Tableau Data Sources Part 2: Published Data Sources & More
Welcome back to my two-part series which deals with the ins and outs of Tableau data sources. If you missed Tableau Data Sources Part 1: Data Source Types, then be sure to go back and read it first as I’ll be building upon some of the concepts shared there. We’re going to start part 2 by diving into published data sources.
Published Data Sources
So far, we’ve just been dealing with data sources in
relation to Tableau Desktop, but things get even more complicated when we
introduce Tableau Server or Tableau Online. We can publish data sources to
Tableau Server/Online in two ways. We can either publish the workbook with
the data source included (an Embedded Data Source) or we can publish
the data source as its own standalone object (a Published Data Source). I
typically recommend publishing as a standalone published data source because that
data source can then be used in other workbooks or by other
authors—essentially, it enables data source reuse, which helps to ensure
consistency and reduces pressure on the source connections. I’m going to focus
on published data sources for the rest of this section.
To create a published data source, you first create your
data source in Tableau Desktop (or Prep or other tool). As you might expect,
the data source can be either a Live connection or an Extract. You then connect
to your Tableau Server/Online and use the menu option, Server | Publish
Data Source (Note: Tableau Online will often require the additional
component, Tableau Bridge). This creates a data
source object on server which anyone with permissions can use.

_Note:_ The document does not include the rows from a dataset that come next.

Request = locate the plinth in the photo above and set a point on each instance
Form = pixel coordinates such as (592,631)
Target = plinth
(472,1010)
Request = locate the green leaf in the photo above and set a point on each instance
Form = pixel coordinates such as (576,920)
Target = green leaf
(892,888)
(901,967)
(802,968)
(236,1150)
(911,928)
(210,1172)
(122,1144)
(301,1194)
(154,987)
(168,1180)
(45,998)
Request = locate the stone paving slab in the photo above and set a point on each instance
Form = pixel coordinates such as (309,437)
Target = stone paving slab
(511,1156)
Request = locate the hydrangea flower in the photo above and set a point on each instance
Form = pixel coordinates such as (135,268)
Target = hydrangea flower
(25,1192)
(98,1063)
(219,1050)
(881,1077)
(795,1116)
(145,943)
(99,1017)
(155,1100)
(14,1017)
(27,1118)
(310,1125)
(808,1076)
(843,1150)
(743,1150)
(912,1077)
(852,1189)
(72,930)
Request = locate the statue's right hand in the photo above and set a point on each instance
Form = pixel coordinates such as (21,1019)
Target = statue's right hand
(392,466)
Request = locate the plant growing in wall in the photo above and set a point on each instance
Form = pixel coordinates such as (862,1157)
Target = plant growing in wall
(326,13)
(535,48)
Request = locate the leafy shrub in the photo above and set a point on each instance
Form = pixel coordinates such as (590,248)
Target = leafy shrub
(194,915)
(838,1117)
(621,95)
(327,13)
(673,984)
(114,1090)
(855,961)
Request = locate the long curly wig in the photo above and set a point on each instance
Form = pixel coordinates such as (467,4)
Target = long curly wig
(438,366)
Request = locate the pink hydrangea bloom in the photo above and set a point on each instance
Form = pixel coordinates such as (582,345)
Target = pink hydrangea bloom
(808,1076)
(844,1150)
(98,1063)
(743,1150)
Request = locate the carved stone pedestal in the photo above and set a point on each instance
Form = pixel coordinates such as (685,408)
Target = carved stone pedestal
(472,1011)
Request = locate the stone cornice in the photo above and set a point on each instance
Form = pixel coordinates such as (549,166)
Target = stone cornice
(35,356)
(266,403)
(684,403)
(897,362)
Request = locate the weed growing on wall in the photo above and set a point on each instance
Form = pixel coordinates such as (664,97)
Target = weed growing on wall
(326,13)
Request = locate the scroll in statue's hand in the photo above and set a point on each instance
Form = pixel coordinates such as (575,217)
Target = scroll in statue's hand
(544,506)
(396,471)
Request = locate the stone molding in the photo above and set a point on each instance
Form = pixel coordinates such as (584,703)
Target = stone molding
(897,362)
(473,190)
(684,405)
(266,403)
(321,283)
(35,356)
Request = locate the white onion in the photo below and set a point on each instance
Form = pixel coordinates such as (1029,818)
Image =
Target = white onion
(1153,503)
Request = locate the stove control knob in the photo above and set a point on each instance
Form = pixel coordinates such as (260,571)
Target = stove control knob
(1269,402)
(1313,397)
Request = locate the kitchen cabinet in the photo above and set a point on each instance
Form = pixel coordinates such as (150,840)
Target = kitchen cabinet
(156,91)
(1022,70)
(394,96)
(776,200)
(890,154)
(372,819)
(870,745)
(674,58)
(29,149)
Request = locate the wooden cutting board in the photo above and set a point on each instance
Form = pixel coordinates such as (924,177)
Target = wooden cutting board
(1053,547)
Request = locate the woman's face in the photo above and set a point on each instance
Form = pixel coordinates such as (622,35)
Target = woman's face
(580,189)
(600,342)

Connecting to a Published Data Source
You can connect to a published data source in Tableau
Desktop by selecting the Tableau Server option from the connection
screen.
You can then search to find the data source you’re looking
for. In the screenshot below, I’ve connected to a published data source, which
is an extracted data source I created from the Superstore Excel file.
But, as I shared in the previous blog, the connection type
shows as “Live.” Why? Yes, our original data source was an extract, but we have
essentially created a new data source that connects to that extract, and that
new data source is a live connection. In short, we have a live connection to
an extracted data source. Every time you connect to a published data
source, it will show as a live connection, regardless of whether or not the
published data source is a live data source.
Warning:
You cannot relate or join a published data source to any other data. If you
need to combine multiple published data sources then you will need to leverage
blending or you will need to create a new data source that connects to the original
data sources and relates or joins them.
Refreshing an Extracted Published Data Source
When
you publish a live data source to Tableau Server/Online, that data source
maintains a live connection to the data, so refreshing it is not necessary.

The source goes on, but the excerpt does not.